Europas Industrie rebelliert gegen teure CO₂-Regeln und fordert EU-Reformen
Sebastian FischerEuropas Industrie rebelliert gegen teure CO₂-Regeln und fordert EU-Reformen
Mehr als drei Dutzend große europäische Industrieunternehmen haben in einem Brief an die EU-Spitze dringende Reformen des Emissionshandels gefordert. Zu den Unterzeichnern zählen Konzerne wie ArcelorMittal, BP und BASF, die argumentieren, das aktuelle System untergrabe die Wettbewerbsfähigkeit der europäischen Industrie.
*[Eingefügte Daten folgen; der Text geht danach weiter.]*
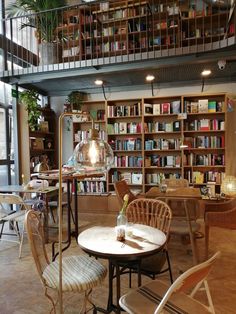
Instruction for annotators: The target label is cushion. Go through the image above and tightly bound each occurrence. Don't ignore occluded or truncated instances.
[42,255,107,292]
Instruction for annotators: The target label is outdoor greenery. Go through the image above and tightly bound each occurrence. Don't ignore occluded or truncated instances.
[6,0,66,42]
[19,90,41,131]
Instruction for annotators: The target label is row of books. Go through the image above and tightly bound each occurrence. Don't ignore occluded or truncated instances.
[190,171,225,184]
[114,156,143,167]
[184,153,225,166]
[146,173,181,185]
[144,100,181,115]
[107,102,141,118]
[144,121,180,133]
[145,155,181,168]
[75,130,106,143]
[184,135,225,148]
[109,138,142,151]
[111,170,143,184]
[107,122,142,134]
[184,99,224,113]
[78,181,106,193]
[185,119,225,131]
[145,138,180,150]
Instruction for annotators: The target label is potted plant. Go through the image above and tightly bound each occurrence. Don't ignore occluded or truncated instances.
[6,0,66,65]
[19,90,41,131]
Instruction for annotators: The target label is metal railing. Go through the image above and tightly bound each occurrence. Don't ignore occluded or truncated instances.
[0,0,236,76]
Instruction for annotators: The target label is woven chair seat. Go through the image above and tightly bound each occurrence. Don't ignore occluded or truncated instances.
[43,255,107,292]
[170,219,201,235]
[120,280,210,314]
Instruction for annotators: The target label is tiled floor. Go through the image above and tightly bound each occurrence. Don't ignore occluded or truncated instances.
[0,214,236,314]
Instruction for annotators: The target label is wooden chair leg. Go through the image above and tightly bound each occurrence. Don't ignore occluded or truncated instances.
[205,225,209,259]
Die Unternehmen kritisieren, dass die steigenden CO₂-Kosten nicht mehr gerechtfertigt seien, da Europa mit seiner Klimapolitik weitgehend alleinstehe.
Im Rahmen des EU-Emissionshandels müssen Industrieanlagen Zertifikate für ihre Treibhausgasemissionen erwerben. Während früher ein Teil der Berechtigungen kostenlos zugeteilt wurde, müssen die meisten nun auf dem Markt gekauft werden. Dadurch sind die Kosten gestiegen, da die Reduzierung der Emissionen schneller voranschreitet als die schrumpfende Menge an kostenlosen Zertifikaten.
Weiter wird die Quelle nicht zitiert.